During a corporate management policy briefing in early February, high-level Nintendo executives were asked about feedback to the recent Nintendo Labo announcement. This sparked a celebration of the company’s development philosophy. After all, when your playful, unique and innovative new product is described as ‘so you’, it’s a good time to bask in a job well done.
“When we first announced Nintendo Labo, a lot of people said it was a ‘very Nintendo’ product. We are very thankful for that appreciation and support,” says Nintendo director and managing executive office Shinya Takahashi.
Industry legend Shigeru Miyamoto feels similarly. “I, too, want to express my heartfelt thanks that people see this as a ‘very Nintendo’ product,” he says. “I read (on the Internet) somewhere that someone admired management for approving a product like Nintendo Labo, but inside Nintendo there are a lot of people who want to make products like that, and Nintendo is the kind of company that hires people who want to make products like that.
“In fact, when we asked inside the company for ideas for novel ways to use Joy-Con, we received many, many proposals, and one of them was to use cardboard like people did in the old days to make things. Nintendo is the kind of company that welcomes those kinds of new ideas. The fact that it was perfectly natural for a product like Nintendo Labo to arise gives me reassurance that everyone inside the company understands and is committed to Nintendo as a company that innovates new ways to have fun and not as a company that only makes video games.”
The idea to expand the use of the Switch’s Joy-Con beyond being simple game controllers is something that was planned from the start. “In our efforts to develop new forms of play, we at Nintendo always look to the integration of hardware and software,” says Takahashi. “Nintendo Labo is just one of many projects under development, and it emerged from the idea of somehow setting the Nintendo Switch Joy-Con controllers, which can be considered a mass of sensors, into some form of attachment.
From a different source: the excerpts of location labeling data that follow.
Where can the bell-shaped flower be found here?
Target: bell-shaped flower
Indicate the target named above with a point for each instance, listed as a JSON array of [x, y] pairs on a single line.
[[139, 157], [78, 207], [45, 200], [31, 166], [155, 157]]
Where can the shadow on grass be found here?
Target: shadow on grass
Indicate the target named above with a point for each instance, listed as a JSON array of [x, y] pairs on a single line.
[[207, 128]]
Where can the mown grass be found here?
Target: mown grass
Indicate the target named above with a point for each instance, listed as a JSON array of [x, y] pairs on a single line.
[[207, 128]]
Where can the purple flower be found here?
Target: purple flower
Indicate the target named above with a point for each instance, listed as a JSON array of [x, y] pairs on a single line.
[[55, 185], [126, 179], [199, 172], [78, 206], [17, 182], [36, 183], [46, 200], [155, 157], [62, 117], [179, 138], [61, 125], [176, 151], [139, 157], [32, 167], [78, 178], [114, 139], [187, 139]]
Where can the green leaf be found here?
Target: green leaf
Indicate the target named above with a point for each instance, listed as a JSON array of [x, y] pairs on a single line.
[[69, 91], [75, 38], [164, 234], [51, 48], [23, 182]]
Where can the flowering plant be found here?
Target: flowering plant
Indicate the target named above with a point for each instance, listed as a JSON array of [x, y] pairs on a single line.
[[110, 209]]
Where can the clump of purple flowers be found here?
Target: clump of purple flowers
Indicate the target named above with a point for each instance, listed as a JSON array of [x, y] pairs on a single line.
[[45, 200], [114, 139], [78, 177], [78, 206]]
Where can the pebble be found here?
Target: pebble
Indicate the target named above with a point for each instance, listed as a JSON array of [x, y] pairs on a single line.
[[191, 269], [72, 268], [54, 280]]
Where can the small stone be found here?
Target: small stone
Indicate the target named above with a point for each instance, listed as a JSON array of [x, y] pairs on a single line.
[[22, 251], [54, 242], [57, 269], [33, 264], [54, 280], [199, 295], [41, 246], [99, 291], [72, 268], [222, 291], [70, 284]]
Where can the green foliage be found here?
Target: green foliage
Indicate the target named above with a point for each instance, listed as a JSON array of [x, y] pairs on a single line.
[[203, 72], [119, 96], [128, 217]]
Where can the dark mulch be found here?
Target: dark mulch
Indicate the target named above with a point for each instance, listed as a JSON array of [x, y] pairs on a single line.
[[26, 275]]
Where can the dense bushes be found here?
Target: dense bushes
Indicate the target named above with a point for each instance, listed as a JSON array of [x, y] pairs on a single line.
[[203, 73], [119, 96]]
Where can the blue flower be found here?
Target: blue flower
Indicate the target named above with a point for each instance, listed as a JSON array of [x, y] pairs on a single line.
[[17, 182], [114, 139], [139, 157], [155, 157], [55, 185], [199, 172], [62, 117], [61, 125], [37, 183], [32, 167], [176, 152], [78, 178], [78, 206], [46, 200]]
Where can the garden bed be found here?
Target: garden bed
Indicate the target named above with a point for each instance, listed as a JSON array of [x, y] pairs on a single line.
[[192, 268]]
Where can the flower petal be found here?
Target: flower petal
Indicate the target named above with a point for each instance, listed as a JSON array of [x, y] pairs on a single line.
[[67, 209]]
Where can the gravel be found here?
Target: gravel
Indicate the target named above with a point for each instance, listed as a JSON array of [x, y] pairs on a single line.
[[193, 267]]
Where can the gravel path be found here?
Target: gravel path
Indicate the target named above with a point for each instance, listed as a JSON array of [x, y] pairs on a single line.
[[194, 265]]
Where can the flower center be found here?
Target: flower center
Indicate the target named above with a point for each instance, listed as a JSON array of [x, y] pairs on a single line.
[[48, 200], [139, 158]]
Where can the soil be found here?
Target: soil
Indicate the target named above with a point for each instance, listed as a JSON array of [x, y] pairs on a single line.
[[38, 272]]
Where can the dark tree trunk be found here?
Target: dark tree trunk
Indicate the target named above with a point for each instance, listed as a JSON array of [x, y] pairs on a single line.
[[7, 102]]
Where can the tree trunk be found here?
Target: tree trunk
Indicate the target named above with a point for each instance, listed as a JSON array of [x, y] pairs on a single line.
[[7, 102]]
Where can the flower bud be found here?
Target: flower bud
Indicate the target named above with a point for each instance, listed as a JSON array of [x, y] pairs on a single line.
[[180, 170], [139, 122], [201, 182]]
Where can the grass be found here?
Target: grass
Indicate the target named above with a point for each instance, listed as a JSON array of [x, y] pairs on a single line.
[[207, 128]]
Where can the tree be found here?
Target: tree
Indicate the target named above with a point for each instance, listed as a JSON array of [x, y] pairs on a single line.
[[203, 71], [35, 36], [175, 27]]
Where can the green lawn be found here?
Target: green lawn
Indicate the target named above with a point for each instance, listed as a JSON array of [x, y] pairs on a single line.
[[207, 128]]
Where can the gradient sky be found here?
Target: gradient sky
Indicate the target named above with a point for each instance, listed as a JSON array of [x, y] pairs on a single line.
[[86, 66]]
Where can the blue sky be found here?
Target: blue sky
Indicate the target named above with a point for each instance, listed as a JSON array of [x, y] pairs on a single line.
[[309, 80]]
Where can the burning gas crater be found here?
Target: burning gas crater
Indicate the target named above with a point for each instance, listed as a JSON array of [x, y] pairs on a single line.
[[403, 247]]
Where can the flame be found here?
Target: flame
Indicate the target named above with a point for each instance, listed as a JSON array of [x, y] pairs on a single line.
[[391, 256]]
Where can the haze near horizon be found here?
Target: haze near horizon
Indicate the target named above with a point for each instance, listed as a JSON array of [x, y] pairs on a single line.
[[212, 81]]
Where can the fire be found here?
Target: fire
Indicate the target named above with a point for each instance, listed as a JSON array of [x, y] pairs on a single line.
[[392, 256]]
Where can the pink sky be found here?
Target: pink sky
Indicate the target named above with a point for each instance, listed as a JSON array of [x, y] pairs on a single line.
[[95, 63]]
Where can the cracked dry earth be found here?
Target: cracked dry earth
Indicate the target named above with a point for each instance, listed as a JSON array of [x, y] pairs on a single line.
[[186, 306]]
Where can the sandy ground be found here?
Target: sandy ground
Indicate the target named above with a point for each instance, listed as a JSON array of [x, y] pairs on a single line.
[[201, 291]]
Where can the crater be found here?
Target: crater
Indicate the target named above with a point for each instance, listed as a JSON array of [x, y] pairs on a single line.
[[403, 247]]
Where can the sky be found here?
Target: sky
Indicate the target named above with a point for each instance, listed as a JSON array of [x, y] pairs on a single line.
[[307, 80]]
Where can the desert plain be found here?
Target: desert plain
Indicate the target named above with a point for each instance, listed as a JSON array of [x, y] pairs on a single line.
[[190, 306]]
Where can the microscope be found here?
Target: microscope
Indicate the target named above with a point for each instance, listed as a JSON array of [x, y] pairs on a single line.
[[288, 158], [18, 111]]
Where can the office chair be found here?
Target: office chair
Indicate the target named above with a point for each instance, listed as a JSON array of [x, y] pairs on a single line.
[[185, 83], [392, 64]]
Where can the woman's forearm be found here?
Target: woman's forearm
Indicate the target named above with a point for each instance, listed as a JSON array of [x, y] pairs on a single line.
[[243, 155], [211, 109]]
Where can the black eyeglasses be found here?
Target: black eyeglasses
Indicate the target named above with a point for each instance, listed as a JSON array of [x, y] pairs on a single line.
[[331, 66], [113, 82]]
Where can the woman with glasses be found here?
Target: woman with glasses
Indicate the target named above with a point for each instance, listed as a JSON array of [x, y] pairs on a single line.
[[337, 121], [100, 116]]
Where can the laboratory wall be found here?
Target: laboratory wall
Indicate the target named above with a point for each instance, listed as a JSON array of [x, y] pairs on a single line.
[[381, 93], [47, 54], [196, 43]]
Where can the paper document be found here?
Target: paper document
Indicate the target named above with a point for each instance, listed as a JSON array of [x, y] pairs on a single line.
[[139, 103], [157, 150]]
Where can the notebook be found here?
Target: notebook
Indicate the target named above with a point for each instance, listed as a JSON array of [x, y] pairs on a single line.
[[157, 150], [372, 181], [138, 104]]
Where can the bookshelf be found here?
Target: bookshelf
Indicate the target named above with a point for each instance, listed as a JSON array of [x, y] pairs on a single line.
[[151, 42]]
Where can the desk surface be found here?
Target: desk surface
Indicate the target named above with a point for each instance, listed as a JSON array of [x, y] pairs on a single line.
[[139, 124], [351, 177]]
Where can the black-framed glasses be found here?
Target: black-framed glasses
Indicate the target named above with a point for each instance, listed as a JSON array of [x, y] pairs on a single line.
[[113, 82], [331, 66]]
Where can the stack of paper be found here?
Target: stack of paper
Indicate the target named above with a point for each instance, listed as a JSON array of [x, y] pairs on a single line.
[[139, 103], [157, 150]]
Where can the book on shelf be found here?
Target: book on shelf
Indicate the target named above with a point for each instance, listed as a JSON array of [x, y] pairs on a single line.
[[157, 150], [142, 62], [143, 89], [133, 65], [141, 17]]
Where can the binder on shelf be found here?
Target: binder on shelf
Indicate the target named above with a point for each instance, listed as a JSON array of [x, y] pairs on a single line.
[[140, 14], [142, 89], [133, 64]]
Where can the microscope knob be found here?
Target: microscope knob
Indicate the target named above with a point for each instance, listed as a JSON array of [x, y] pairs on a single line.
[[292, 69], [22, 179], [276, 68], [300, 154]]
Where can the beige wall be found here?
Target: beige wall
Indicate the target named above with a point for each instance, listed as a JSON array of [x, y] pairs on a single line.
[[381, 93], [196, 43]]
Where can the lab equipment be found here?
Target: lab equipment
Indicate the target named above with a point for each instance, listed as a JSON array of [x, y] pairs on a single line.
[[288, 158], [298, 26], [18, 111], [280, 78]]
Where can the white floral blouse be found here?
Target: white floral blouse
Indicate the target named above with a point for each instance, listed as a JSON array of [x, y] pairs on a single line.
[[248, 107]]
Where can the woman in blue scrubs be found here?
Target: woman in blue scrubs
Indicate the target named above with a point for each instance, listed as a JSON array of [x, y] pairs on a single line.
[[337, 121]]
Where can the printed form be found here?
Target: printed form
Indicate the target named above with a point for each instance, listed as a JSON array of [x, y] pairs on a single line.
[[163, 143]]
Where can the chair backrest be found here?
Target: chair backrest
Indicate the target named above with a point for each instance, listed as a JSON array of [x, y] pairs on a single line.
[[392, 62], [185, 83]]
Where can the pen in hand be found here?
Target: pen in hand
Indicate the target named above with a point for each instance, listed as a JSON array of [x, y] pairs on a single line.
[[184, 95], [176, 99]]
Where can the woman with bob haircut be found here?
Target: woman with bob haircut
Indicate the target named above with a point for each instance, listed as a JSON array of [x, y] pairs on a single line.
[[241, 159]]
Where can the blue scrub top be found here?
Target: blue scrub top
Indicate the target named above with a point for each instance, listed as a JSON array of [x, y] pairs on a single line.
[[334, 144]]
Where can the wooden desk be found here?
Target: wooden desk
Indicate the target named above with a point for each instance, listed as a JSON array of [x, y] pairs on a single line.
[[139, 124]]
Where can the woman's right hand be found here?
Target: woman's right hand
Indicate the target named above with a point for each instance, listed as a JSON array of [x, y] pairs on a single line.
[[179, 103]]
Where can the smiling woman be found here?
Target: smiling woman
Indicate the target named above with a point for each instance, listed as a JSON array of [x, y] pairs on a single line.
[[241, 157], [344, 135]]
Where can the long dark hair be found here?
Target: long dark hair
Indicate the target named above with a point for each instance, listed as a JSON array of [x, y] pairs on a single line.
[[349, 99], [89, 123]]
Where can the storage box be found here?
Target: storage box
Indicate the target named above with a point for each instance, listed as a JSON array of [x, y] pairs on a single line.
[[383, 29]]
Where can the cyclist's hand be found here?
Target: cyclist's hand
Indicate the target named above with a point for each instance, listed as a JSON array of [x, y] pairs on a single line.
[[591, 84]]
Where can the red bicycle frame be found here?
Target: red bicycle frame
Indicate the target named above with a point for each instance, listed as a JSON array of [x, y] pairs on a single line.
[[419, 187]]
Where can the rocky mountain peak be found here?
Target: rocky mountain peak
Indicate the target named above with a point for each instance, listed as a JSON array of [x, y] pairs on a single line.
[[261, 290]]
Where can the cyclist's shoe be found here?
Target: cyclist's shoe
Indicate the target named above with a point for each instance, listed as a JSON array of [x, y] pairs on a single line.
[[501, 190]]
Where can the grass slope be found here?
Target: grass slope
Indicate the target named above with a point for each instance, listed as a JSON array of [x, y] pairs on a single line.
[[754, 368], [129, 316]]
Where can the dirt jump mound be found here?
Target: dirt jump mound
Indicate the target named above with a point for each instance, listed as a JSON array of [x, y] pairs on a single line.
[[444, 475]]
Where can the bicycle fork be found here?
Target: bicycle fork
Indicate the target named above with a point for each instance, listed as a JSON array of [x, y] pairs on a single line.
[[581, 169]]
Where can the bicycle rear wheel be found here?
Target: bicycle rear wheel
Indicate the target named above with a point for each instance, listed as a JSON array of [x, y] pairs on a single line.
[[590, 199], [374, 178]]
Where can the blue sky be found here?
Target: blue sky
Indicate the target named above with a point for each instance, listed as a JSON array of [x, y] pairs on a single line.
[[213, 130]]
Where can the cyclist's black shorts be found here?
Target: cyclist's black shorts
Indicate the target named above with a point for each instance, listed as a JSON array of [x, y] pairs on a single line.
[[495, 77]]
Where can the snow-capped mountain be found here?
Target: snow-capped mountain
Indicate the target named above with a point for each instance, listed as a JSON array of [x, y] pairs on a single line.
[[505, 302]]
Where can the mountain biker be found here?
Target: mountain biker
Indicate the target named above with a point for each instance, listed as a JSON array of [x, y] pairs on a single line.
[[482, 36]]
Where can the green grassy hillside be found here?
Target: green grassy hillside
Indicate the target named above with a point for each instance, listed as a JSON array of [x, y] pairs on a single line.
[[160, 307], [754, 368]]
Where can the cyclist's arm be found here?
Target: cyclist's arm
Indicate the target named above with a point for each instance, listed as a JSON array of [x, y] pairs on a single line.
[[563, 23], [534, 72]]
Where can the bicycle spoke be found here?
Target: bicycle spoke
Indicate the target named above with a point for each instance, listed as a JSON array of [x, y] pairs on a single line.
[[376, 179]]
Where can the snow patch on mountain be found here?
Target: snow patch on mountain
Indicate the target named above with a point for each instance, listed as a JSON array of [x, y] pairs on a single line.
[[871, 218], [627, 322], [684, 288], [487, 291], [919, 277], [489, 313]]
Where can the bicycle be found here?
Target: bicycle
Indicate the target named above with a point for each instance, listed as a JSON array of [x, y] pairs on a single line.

I’m sure we surprised everyone with the use of cardboard, but it is not so far-fetched if you consider how familiar the material is at least to Japanese people who from a young age use it for play and as a material for creating things such as fancy crafts."
“Our goal as hardware developers with Joy-Con was to widen the possibilities of the controller,” says director and senior executive officer Ko Shioto. “Using Joy-Con to the fullest has continued to be a consideration ever since Nintendo Switch was in development. As Mr. Takahashi noted, one idea was to set Joy-Con in some kind of attachment, and the result (of that kind of thinking about hardware and software in parallel) led to the inception of Nintendo Labo.”